The Shelburne Museum Complex – Protecting and Interpreting History
A dozen historic buildings and several gorgeous green spaces make up the Shelburne Museum Complex at the heart of historic waterfront. Many are open to the public with interpreters to bring history alive.
Since 1976, the non-profit Shelburne Historical Society has been overseeing an expanding collection of important properties and artefacts, as well as researching and writing the history of Shelburne. Early members like Marion Robertson, Mary Archibald and Eleanor Smith published many books.
Today, these are valuable reference works. In partnership with the Province of Nova Scotia, the Society created the Ross-Thomson House and Store in 1784 , as well as the J. C. Williams Dory Shop Museum, opened by Prince Charles and Princess Dianna in 1983.
The Society also created the Shelburne County Museum in the historic Nairn House to exhibit important holdings and to encourage research. In 2001, the Society took ownership of the Nairn House, as well as the Coyle House, where it established Tottie’s Crafts. Volunteers sell their own fine handicrafts like quilts and hooked rugs, as well as other gifts.

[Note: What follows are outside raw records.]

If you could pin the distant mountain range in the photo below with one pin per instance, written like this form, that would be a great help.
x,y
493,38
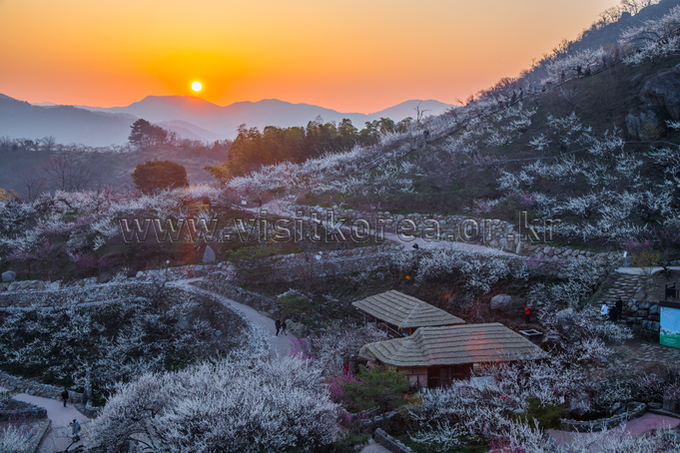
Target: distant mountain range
x,y
188,116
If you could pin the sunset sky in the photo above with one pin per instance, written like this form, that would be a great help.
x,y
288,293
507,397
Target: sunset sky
x,y
351,56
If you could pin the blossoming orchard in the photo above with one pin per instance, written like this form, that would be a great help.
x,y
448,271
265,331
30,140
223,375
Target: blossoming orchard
x,y
501,277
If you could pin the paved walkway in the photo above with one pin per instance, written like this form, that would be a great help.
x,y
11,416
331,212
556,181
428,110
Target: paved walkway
x,y
634,427
58,437
642,271
280,345
372,447
639,352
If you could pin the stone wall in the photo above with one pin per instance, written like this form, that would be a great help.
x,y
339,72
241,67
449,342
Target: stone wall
x,y
28,412
389,442
644,317
634,410
301,266
20,385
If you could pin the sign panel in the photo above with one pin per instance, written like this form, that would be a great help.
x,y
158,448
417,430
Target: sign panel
x,y
670,327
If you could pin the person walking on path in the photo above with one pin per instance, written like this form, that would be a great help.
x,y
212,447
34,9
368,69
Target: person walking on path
x,y
613,315
75,430
604,310
64,396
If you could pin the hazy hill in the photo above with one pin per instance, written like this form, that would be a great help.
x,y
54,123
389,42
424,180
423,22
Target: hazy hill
x,y
605,36
19,119
224,121
190,117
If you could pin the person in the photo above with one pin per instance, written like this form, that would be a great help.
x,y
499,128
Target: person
x,y
64,396
613,314
75,429
604,311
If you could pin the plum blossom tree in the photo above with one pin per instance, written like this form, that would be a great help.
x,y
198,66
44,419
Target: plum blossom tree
x,y
235,405
653,38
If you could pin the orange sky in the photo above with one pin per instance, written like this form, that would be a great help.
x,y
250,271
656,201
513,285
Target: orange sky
x,y
351,56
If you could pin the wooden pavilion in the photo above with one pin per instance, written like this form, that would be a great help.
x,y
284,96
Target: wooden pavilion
x,y
403,314
434,356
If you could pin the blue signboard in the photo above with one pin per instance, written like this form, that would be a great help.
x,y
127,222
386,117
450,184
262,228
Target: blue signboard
x,y
670,327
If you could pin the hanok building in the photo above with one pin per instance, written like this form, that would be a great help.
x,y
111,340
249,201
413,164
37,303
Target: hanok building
x,y
434,356
404,314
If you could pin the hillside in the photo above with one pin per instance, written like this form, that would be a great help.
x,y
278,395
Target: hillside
x,y
595,150
189,117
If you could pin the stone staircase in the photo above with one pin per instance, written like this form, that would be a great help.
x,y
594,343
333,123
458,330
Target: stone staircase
x,y
626,287
643,315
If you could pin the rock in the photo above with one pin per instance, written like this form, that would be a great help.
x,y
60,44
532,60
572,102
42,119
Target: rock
x,y
54,286
501,302
565,320
105,277
645,124
209,255
635,80
663,92
617,407
296,328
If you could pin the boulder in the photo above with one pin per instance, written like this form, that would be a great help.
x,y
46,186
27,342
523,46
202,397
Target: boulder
x,y
501,302
209,255
662,93
645,124
105,277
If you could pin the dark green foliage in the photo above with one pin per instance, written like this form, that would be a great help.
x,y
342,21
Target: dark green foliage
x,y
253,149
381,387
155,176
145,134
547,415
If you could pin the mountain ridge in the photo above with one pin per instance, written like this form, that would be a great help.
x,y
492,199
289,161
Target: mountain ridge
x,y
200,119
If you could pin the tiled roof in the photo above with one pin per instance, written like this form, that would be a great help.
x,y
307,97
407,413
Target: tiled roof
x,y
405,311
452,345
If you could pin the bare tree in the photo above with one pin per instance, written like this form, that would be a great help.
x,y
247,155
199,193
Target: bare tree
x,y
68,172
34,185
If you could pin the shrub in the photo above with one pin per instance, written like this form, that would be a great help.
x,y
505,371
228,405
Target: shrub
x,y
155,176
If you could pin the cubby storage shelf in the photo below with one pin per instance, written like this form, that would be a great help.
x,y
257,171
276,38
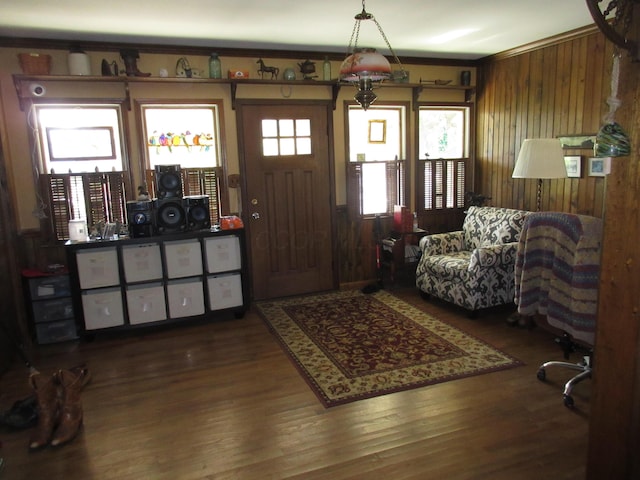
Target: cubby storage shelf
x,y
151,281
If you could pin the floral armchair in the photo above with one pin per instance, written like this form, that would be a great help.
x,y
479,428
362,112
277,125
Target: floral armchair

In 1986, the Society took over the Cox’s Warehouse, the building crowned with a steeple that dominates the waterfront. And in 2000, renovation work began on Cox’s Shipyard at the south end of the district where three major buildings took on new life. The Society created the Muir-Cox Shipbuilding Interpretive Centre – now closed – and kept the Sawmill as an important heritage building.
The Shelburne Historical Society sees itself as a vital part of the community as it works to protect, restore and interpret the evolving heritage of this historic town and its waterfront. The Society and its holdings are an important economic driver, not just for attracting visitors, but for instilling pride in the community’s heritage and natural features, thus enriching the quality of life for those lucky enough to live here.